Today's information systems are no longer closed systems used by one isolated group of individuals. What we see is the rise of the organization-wide knowledge graph. Such a knowledge graph exposes information resources from many different parts of an organization, and often includes resources from outside that organization as well. New information resources are added and removed all the time, and existing resources are themselves updated constantly to add/remove information to/from the organization-wide graph. In such more complex data systems the Closed World Assumption is too strong. There is not one overarching schema to which all data can be assumed to always conform, thus SHACL is the wrong tool for this situation.
In order to support such heterogeneous knowledge graphs, OWL makes a different assumption than most other data paradigms. It does not assume that all sources are always complete, available and up-to-date. In complex systems, data completeness is desirable, but not the only design requirement. Other requirements are performance, availability, data freshness, etc. In a complex data system, it is not realistic that all data resources are forced to be in sync with one another. Treating a complex information system as a closed world effectively amounts to one organization-wide data representation and -synchronization scheduler. Such centralized data controls have been tried in the past, but they have almost always failed.
OWL gives up the assumption that one data system has complete knowledge. This assumption is called the Open World Assumption (OWA). Under the OWA, it is always possible that there is new knowledge or more up-to-date knowledge that is not (yet) known to one central authority.
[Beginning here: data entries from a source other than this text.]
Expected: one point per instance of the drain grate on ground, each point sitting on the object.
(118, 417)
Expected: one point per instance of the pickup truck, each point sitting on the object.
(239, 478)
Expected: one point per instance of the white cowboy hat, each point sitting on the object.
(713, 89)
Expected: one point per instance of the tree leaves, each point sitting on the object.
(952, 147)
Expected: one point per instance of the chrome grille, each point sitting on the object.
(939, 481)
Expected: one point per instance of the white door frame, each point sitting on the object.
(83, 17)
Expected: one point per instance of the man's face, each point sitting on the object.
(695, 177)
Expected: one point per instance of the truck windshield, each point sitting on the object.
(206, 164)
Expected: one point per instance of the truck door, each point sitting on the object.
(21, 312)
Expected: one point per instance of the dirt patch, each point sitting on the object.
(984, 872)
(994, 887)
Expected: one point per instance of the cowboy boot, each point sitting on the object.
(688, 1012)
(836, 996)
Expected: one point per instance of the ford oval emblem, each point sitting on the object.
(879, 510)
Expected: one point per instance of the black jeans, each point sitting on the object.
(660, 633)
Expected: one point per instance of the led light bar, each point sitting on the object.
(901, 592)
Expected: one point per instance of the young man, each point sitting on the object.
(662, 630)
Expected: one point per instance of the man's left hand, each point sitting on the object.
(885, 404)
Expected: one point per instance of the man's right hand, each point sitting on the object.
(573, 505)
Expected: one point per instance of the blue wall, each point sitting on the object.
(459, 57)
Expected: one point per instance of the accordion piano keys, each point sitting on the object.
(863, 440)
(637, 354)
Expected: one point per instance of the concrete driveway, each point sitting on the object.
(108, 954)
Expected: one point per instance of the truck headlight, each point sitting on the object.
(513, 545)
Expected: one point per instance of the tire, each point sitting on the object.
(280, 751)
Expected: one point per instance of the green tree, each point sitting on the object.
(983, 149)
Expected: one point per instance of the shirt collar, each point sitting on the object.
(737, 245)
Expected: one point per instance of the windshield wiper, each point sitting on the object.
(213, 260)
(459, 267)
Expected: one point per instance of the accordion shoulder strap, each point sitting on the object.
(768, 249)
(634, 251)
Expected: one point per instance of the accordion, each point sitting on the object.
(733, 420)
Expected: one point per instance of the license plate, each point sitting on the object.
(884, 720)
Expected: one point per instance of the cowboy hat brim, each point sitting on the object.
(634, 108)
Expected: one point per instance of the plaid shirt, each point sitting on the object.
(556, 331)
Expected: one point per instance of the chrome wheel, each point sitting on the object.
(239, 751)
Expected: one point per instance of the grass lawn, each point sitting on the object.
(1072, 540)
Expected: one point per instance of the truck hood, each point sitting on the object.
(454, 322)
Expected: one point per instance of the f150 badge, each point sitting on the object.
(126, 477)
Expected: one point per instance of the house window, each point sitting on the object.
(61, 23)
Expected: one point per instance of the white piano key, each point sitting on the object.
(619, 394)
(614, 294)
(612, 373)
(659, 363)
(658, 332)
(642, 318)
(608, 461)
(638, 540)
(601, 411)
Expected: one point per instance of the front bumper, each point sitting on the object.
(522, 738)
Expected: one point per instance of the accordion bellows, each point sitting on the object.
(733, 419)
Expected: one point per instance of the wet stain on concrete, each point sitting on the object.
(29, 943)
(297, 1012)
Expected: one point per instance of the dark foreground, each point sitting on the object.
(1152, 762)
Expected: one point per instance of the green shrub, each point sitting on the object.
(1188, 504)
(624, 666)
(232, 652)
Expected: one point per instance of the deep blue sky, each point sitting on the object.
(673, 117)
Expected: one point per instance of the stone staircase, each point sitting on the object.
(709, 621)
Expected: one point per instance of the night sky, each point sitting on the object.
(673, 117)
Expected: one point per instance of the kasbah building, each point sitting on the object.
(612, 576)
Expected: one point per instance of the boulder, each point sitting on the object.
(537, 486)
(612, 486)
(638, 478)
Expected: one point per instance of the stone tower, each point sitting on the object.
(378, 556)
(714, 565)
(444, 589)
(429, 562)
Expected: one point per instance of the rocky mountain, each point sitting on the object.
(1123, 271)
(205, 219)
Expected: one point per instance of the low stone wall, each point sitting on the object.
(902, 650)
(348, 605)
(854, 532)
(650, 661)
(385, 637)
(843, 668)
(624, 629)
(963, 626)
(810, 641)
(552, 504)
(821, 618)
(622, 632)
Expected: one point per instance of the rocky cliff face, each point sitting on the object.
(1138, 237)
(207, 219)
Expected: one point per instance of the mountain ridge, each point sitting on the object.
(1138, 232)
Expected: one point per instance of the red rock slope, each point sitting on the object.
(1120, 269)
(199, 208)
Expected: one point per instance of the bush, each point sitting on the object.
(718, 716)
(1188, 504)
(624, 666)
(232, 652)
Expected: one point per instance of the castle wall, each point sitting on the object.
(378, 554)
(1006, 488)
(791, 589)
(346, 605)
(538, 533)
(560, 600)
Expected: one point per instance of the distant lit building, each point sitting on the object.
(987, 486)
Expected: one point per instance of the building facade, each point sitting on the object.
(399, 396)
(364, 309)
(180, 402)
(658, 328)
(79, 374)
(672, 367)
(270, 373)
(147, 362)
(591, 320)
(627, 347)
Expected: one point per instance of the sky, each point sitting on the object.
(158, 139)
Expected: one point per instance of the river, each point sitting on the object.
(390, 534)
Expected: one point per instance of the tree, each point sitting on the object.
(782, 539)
Let us look again at the instance data example, but now from the perspective of OWL:
Individual: someObject
Types: nen3610:GeoObject
Facts: geo:hasGeometry someGeometry
According to the semantic agreement between the OGC standardization body, to the publisher of the instance data, and to us readers of this blog article, the above piece of instance data describes an OGC feature someObject
and an OGC geometry someGeometry
.
Notice that OWL does not tell us whether the instance data is correct or incorrect. It also does not tell us whether we should trust or distrust the publisher of the instance data. OWL does tell us that if we choose to trust the data publisher and if we agree to engage in a semantic agreement with that publisher and the OGC, then we should be able to interpret the instance data under the conditions specified in that agreement.
Conclusion
The core of linked data is not about reasoning or set theory or making things complex (although it can do all of those things). At its core, linked data is a collection of standards that allow the creation of large knowledge graphs. Some standards, such as SHACL, allow data to be automatically validated before being published or consumed. Other standards, such as OWL, allow data to be (re)used and (re)combined under semantic agreements.
The combination of linked data standards is not only possible in theory, but also works in practice. At Triply we use both SHACL and OWL every day to build modern data systems. We use SHACL to ensure that knowledge graph components are published correctly. And we use OWL to meaningfully combine these components into one overarching knowledge graph.